Friends of Roof say he had in fact talked of killing -- and even said when and where.

Christon Scriven, who is black, says Roof warned last week that on Wednesday -- the exact day of the shooting, in the end -- he wanted to kill people at a local college.

"He flat out told us he was going to do this stuff," Scriven told the New York Daily News. "He's weird. You don't know when to take him seriously and when not to."

Only the location of the killing turned out to be different.

Roof's roommate at the trailer park where they lived in the city of Lexington -- outside the state capital Columbia -- said he had been planning something awful.

"He was big into segregation and other stuff," Dalton Tyler said.

"He said he wanted to start a civil war. He said he was going to do something like that and then kill himself."

But Joey Meek, a childhood friend of Roof, said he had black friends and was not in the habit of disparaging African Americans.

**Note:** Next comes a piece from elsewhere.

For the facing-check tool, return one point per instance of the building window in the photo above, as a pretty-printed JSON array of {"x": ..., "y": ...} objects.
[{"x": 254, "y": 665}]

"He never said the n-word, he never made racial slurs, he never targeted a specific black person," Meek told ABC News. "He never did any of that, so it was just pretty much a shock."

But the time prior to Roof's alleged murder spree does suggest he was a troubled, biased person.

In a picture on his Facebook page, he is seen wearing a patch with the flag of apartheid-era South Africa and another of the flag of Rhodesia, the white-ruled country that eventually became Zimbabwe.

Roof dropped out of high school and was once arrested for possessing a drug used to treat addiction to opiates, news reports said.

His uncle was quoted as saying that in April, Roof got a .45 Glock gun from his father as a birthday present.

Two weeks ago, Roof went on a drunken rant about segregation and killing people, Meek said.

Meek took the gun away from Roof but gave it back the next day, he told the Daily News.

"I only took it away because he was drunk. I didn&rsquot take him seriously," Meek said. "I do feel a little guilty because I could have let someone know."